Fuentes' cafe has become the crucial forum where fans and artists mingle, and Tijuana's growing number of aspiring Sutherlands and Domingos can hone their skills like jazz musicians at a late-night New York dive. Four promising performers who left Tijuana to study in New York and Mexico City have returned to make careers here. And two generations of young singers -- one in their mid-20s and the other in their late teens -- are emerging as promising talent.

Above all, the city's first opera company formed this summer. It grew from Accorde, a theater and music company that put on operas for the past two years to standing-room-only crowds. In August, presentations of its second full-length opera -- "Madama Butterfly" -- were packed, and that success encouraged tenor Jose Medina and Maria Teresa Rique, a local teacher, to split and form La Opera de Tijuana. They plan 10 chamber performances this year, capped by a production of "I Pagliacci" in August.

Opera in Tijuana is a small thing, and most residents would be surprised to hear it exists. Still, says Rique, "what we've seen has really been a phenomenon. We see people from all classes come to the performances.
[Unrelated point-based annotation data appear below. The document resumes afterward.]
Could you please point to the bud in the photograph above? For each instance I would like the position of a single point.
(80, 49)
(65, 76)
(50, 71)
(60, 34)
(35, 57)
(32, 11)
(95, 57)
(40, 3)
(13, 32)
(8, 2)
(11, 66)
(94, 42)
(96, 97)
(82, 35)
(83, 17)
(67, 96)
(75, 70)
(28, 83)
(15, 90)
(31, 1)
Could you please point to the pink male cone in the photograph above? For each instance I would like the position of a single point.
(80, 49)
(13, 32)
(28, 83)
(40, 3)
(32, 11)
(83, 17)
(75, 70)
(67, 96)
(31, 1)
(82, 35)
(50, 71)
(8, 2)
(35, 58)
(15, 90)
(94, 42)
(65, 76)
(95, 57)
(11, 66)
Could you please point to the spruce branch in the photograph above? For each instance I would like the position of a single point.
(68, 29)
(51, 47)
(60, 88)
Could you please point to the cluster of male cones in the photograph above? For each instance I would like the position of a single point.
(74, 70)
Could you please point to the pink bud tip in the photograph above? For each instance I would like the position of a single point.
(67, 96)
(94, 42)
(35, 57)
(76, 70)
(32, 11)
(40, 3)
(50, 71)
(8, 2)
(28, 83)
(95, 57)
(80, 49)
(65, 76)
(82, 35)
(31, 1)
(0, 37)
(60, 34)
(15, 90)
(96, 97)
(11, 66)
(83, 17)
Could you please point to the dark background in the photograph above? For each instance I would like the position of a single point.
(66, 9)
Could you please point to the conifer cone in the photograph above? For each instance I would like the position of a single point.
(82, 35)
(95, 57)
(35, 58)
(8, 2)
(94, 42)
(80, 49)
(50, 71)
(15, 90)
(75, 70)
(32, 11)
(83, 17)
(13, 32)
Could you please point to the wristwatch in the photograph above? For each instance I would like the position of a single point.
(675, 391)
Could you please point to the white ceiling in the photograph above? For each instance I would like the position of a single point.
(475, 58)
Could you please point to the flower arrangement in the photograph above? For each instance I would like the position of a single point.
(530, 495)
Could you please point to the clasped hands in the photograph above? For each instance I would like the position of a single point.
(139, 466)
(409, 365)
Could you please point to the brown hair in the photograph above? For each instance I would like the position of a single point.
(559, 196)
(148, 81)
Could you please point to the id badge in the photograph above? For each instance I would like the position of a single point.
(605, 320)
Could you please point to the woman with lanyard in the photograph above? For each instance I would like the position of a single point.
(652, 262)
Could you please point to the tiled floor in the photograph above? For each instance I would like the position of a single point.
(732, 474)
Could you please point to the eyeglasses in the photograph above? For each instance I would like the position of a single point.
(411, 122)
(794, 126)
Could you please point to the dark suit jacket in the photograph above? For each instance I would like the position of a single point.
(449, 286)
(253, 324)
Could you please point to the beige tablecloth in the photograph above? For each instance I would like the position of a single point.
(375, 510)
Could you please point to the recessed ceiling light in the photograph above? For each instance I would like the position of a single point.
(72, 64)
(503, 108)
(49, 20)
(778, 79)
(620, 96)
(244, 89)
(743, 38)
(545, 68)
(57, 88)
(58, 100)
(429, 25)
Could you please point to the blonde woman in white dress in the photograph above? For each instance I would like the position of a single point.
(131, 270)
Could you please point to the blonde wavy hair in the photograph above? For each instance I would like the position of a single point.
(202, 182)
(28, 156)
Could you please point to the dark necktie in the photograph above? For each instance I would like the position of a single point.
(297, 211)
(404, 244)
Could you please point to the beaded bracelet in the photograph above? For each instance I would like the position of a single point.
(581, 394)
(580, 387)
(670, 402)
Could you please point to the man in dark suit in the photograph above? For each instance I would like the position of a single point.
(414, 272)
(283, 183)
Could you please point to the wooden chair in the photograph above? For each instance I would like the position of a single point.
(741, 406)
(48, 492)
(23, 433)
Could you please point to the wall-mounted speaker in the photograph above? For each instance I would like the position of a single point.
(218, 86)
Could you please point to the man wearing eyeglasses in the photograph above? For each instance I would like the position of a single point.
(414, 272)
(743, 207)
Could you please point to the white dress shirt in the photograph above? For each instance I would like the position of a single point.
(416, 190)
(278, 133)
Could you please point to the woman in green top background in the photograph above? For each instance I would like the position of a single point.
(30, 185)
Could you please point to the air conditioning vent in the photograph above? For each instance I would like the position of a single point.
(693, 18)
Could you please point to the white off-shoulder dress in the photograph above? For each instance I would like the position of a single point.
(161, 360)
It's been a snowball."

The underground alternative

In the Tijuana context, opera is an underground alternative. The city's surface is a riot of rumpled shantytowns, television factories and graffiti. Narco-corridos, techno and heavy metal music blast from strip bars as barkers attack each passing tourist with promises of "no cover" and "lots of girls." Bombarded by this cacophony, some residents have searched for harmony, exactitude and discipline -- and have found it in opera.

"Tijuana has an immense hunger for art and cultural alternatives," says Medina, the artistic director of the new opera company. "Tijuana was the city of prostitution, drugs and Mickey Mouse dolls. It's no longer like that. The idea of Tijuana is changing."

Indeed, the discos are often empty. Thousands of well-to-do Mexico City residents moved to Tijuana after the 1985 earthquake. Since then, too, the city's industrial base has boomed. Visiting businessmen far outnumber tourists. Tijuana's middle class has ballooned.

All that, as well as the proximity to the United States, has attracted more cultural activities and the money to support them.

"When we were young, there were no choirs or vocal education," says Marco Antonio Labastida, a tenor who studied in the United States in the 1980s and returned to Tijuana to make his career as director of the Sinfonica Juvenil de Tijuana. "We acquired it away from Tijuana, but now you can get it here. This doesn't just have to do with opera. It has to do with literature, theater, painting. There's more space for all these arts."

But none of them shows so clearly as opera that the quintessential border town has been losing one skin and acquiring another.

The seeds, planted

The seeds of opera's development were planted in 1982, with the construction of CECUT, the Tijuana Cultural Center. CECUT gave the city a nationally recognized theater for the performing arts, and recently, it has also offered classes on opera composers and history.